Patients with PTDM may be most effectively managed in a multi-disciplinary setting with diabetes and transplant specialists co-managing the patient.
Prevention
Identifying those patients at high risk of PTDM is possible using standard risk scores and specific ones for PTDM.18 Many patients wait a considerable time for transplantation, and hence this may be an opportunity to enhance knowledge about the potential for diabetes post-transplant and initiate lifestyle change. Small studies have suggested that lifestyle intervention in patients awaiting transplantation may reduce the risk of subsequent PTDM, but the answer is not definitive.19 A number of centres also encourage yearly screening for diabetes, ideally with OGTT to ensure that the patient does not develop diabetes while awaiting transplantation.

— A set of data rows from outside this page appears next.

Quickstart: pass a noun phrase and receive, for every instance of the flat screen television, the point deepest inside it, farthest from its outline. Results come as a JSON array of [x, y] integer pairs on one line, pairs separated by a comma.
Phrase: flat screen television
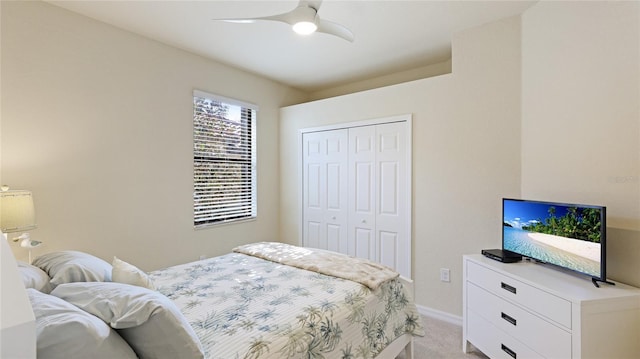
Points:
[[570, 236]]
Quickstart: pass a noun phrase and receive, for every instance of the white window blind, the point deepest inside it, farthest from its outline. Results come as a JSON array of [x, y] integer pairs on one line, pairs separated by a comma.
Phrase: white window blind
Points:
[[224, 159]]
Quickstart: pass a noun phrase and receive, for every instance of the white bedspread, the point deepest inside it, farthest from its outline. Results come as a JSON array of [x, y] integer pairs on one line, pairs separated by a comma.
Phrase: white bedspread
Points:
[[242, 306], [334, 264]]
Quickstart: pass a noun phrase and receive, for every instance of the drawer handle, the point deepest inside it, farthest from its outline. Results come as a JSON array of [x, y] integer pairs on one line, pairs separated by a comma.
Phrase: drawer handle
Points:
[[507, 287], [508, 318], [509, 351]]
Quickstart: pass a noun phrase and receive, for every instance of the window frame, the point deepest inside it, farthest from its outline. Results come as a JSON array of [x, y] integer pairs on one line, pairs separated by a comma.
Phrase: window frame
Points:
[[251, 178]]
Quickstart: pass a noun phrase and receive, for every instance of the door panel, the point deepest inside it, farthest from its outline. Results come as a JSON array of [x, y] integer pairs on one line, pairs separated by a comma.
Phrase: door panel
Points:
[[324, 187], [356, 189]]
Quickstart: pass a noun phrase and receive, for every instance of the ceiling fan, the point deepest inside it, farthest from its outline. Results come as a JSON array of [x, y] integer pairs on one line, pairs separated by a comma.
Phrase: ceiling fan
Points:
[[304, 20]]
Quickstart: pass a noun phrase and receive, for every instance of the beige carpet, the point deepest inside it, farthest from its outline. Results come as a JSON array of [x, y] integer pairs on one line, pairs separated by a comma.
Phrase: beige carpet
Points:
[[443, 340]]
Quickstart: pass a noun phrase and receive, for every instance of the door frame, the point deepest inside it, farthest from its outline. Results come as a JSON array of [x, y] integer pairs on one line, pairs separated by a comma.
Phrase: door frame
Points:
[[407, 118]]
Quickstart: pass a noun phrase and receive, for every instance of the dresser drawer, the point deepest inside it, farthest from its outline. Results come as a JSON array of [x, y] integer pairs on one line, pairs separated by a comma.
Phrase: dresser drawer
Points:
[[540, 335], [494, 342], [538, 301]]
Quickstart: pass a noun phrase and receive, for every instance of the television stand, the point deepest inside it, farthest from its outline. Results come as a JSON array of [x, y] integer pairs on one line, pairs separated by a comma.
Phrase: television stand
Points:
[[595, 282], [526, 310]]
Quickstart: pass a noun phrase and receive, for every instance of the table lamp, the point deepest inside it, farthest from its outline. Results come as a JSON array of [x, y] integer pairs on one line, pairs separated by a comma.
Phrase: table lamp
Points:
[[17, 214]]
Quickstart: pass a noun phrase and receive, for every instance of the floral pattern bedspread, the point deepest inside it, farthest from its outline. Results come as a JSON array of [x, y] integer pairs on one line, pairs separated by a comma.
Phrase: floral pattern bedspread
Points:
[[246, 307]]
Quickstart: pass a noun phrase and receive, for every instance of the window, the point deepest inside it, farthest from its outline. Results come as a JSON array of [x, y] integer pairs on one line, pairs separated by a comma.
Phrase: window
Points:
[[224, 158]]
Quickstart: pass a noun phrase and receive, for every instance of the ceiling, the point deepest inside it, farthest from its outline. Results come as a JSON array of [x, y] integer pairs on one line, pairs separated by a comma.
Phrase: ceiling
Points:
[[390, 36]]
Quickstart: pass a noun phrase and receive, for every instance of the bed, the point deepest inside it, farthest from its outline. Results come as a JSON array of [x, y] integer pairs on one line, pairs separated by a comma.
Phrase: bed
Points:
[[263, 300]]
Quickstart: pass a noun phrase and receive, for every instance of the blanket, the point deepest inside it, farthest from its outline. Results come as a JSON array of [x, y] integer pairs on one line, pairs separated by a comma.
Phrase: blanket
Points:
[[339, 265]]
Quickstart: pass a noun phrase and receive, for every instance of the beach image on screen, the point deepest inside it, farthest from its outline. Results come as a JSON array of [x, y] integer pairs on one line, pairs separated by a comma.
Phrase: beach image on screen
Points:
[[568, 236]]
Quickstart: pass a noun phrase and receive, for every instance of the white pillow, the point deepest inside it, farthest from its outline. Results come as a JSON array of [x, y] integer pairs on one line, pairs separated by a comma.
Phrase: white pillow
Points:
[[34, 277], [150, 322], [73, 266], [64, 331], [124, 272]]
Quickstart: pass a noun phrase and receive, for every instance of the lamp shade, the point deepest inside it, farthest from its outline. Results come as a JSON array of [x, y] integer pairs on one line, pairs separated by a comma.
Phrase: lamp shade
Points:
[[16, 211]]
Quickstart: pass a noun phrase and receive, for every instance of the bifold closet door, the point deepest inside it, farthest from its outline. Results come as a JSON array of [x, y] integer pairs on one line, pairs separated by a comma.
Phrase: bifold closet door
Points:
[[378, 195], [356, 193], [325, 190]]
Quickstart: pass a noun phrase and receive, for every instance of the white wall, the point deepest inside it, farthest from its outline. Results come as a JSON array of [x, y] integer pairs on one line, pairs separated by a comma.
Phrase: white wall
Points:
[[97, 122], [466, 153], [581, 115]]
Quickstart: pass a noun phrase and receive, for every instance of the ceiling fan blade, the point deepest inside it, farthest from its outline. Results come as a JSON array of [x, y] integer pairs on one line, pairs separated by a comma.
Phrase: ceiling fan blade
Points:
[[286, 18], [315, 4], [333, 28]]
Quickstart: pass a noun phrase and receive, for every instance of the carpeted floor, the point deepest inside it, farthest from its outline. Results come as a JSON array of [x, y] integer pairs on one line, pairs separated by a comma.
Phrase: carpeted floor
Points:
[[443, 340]]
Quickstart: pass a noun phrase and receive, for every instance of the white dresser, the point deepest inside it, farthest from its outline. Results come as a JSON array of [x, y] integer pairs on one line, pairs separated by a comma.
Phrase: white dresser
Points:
[[529, 310]]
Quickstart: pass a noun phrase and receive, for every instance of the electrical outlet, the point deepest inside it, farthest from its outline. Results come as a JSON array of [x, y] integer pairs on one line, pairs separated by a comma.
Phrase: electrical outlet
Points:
[[444, 275]]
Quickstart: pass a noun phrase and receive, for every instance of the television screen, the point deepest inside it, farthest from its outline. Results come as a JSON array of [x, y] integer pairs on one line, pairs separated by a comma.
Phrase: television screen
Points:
[[571, 236]]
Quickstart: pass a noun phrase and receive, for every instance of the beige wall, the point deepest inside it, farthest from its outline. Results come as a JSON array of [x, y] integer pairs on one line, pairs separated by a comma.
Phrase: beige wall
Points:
[[97, 123], [543, 107], [466, 143], [581, 116]]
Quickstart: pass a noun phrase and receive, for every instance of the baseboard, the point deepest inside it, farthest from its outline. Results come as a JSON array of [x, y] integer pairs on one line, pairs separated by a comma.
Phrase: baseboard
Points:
[[440, 315]]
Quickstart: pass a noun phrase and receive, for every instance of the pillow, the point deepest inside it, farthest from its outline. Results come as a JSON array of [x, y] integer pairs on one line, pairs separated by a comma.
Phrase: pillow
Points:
[[64, 331], [73, 266], [124, 272], [150, 322], [34, 277]]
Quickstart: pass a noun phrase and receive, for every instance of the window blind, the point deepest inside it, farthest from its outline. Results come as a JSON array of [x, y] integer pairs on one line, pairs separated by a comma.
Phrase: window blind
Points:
[[224, 159]]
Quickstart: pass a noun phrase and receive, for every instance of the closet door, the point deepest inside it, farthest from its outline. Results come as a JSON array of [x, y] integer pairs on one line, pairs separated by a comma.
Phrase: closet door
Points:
[[393, 197], [362, 193], [378, 195], [357, 192], [325, 190]]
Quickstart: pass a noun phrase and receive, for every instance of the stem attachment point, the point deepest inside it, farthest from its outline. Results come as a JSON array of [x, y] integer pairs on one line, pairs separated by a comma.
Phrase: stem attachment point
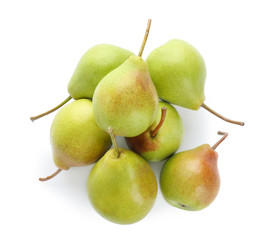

While pharmacotherapy with metformin, orlistat or acarbose are all effective means of preventing diabetes in patients with impaired glucose tolerance, none of these agents have as yet been studied in the transplant setting. Treatment of HCV infection prior to transplantation may reduce risk of PTDM.9 As stated before, one study of early insulin therapy treating early hyperglycaemia immediately after transplantation has been found to reduce risk of PTDM by 73%.10 Confirmatory studies are awaited.
Conclusions
PTDM is common following solid organ transplantation, and is an important risk marker for early and late graft failure, and early and late mortality. Immediate post-transplant hyperglycaemia requires active monitoring and management with insulin therapy, and if persistent once the patient is medical stable, there may be an opportunity to reduce or stop insulin, and introduce oral hypoglycaemic therapy. Once PTDM is established, treatment targets and pathways should be as for type 2 diabetes. There is an opportunity to consider prevention of PTDM in high-risk individuals while the person is awaiting transplantation.